I'll start using it more in my cooking now that you've reminded me of it. I think spices sometimes go in rotations w/ me - I'll be really obsessed with one for a while, then the next obsession makes me forget everything else. Lately it's been Aleppo pepper. But there's no reason not to use both! Again, thanks for the reminder!

Zara Choudhury said...

Hi Kano!

I made this last night and it was delicious!! It's the first time I've ever eaten kabseh and hubby said it was good!

The rice was slightly too soft - should I use a little less water next time? Hubby found it a little spicy, I thought it was perfect. I used a normal green chilli (you know, the Indian ones) but hubby thinks I should have used an Arabic chilli. Which one should I have used?

Kano said...

@Dubai bride
Rice cooking time and the amount of water required varies depeding on the type of rice and how it was processed during production. Try less water next time and see what happens.

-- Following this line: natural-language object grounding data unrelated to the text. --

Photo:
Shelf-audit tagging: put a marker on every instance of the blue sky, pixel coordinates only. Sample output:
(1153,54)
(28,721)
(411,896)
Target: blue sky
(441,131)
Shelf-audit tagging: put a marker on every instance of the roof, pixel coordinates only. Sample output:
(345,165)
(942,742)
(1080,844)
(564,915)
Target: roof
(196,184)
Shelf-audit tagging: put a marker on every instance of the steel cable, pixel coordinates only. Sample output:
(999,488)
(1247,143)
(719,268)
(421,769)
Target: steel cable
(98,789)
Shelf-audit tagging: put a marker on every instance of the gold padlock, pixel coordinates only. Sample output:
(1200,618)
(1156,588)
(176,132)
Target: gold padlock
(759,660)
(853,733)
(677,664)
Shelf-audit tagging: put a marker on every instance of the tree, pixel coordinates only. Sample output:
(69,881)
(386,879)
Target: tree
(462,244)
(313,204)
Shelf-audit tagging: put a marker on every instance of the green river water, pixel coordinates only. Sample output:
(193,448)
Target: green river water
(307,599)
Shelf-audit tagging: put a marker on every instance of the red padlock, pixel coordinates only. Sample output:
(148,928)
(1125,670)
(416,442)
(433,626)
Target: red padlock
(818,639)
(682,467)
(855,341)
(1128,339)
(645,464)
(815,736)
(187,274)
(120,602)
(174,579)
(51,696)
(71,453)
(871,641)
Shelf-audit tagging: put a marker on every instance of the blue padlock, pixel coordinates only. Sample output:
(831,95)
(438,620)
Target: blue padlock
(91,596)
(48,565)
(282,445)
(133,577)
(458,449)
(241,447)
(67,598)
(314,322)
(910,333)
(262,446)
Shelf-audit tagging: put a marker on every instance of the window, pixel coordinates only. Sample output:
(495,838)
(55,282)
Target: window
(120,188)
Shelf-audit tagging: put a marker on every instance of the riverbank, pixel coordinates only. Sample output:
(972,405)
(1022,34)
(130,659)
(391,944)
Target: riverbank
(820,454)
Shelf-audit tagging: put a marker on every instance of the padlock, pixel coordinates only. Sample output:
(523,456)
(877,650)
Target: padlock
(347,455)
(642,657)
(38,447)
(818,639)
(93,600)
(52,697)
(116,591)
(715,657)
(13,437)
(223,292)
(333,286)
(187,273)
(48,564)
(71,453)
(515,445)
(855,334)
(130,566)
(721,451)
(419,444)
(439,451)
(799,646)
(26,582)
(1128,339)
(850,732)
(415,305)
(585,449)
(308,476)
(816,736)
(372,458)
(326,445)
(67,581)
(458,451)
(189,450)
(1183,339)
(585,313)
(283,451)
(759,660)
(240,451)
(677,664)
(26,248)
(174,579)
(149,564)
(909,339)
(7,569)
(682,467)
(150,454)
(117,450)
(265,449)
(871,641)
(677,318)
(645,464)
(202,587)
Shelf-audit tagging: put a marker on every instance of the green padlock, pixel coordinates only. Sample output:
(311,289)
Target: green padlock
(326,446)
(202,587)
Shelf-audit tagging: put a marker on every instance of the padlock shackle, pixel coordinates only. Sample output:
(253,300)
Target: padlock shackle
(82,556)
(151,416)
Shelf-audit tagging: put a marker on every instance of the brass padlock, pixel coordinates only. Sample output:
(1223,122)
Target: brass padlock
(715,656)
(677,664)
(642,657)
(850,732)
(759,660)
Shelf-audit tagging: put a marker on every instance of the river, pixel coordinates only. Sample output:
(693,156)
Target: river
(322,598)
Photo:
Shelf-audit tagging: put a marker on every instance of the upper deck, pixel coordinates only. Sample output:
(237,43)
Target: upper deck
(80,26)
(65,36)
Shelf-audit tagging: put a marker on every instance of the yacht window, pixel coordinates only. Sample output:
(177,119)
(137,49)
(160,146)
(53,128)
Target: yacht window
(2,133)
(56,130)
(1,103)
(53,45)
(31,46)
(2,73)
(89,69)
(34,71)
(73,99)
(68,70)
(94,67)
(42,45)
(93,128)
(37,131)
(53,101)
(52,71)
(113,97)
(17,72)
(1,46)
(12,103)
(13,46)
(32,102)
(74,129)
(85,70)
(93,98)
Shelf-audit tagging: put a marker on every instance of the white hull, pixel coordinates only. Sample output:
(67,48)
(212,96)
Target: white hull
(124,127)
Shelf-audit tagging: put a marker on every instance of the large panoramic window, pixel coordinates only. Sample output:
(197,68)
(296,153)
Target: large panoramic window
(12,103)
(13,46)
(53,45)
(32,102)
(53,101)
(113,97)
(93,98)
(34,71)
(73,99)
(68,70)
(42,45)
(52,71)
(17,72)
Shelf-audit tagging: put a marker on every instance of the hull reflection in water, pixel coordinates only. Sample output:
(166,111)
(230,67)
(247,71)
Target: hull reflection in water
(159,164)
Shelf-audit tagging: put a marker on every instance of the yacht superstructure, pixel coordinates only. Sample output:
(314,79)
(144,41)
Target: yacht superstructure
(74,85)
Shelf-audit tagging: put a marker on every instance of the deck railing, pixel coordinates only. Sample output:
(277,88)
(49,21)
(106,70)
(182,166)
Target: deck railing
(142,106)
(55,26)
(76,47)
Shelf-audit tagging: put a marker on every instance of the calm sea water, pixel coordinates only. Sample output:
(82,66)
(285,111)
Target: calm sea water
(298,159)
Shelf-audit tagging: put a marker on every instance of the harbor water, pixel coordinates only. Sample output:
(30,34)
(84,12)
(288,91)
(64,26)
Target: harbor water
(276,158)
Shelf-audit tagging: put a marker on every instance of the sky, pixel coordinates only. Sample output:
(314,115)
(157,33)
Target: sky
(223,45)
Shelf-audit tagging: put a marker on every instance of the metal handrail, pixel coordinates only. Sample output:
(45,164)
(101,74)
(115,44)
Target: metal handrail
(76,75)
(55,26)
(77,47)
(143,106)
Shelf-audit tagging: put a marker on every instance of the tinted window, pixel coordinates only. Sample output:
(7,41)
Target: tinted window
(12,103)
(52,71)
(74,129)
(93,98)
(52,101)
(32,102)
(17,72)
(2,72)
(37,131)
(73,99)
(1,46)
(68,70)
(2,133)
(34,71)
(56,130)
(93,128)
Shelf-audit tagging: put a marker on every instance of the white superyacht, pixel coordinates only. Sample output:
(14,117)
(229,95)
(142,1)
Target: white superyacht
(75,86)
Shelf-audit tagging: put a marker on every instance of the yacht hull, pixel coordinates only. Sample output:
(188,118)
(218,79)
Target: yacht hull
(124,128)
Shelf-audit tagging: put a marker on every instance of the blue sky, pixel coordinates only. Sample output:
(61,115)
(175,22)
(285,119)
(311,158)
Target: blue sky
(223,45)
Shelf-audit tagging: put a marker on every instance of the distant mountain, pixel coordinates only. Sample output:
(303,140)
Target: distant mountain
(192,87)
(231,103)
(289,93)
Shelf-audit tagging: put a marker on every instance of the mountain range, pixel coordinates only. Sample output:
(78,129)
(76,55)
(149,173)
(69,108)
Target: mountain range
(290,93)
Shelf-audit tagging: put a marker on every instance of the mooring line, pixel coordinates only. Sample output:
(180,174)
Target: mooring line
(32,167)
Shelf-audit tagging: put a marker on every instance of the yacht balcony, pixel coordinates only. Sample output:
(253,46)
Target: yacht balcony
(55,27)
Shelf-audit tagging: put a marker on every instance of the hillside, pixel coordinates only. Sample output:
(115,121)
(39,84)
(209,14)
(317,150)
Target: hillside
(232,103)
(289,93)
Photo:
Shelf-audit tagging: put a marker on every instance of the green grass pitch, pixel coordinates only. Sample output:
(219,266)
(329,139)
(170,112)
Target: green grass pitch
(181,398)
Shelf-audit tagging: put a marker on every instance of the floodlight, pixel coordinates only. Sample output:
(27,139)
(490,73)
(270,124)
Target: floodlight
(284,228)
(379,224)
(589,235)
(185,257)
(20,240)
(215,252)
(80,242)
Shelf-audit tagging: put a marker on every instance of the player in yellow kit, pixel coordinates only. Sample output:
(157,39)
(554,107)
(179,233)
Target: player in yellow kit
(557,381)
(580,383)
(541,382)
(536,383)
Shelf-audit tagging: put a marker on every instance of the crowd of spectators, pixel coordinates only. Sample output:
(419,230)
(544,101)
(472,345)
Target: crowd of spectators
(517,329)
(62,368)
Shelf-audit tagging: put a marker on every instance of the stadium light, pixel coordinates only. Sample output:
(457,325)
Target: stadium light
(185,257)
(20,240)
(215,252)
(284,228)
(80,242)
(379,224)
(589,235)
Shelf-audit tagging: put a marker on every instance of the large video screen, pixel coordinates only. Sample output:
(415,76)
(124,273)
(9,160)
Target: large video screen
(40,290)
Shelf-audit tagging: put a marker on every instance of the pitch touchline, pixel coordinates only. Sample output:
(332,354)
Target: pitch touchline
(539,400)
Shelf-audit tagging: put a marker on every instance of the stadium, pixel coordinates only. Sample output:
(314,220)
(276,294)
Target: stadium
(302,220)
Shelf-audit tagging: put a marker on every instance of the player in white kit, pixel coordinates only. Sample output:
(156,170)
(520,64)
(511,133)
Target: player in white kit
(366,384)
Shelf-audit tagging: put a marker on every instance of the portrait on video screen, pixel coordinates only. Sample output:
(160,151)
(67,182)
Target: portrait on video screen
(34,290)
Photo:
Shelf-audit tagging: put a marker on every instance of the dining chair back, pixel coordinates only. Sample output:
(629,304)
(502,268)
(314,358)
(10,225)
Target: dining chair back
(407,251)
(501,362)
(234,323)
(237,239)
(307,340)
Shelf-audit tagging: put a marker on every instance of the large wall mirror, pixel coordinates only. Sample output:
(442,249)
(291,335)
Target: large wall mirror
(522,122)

You were right about the chillies. The Indian green variety is the one used in Saudi Arabi.

Anonymous said...

As for the dry limes, do you break them open during the cooking or do you just barely crack them and cook them whole? That always confuses me!

Kano said...


It is up to you and how strong you like the taste to be. In my parents house we just pierced the limes and cooked them whole. Now, as my wife loves the taste, I pretty much crush them before cooking.

Samah said...

hey kano! I am intrigued with your way of doing kabseh, because it is so different than mine! I learned it from my jordanian sister-in-law. I would love to share the recipe with you if you would like a new take on kabseh :) I will definitely try your way of cooking it sometime!

Kano said...


Please send me your recipe or post it on your blog. I am always up for trying new ways of doing things.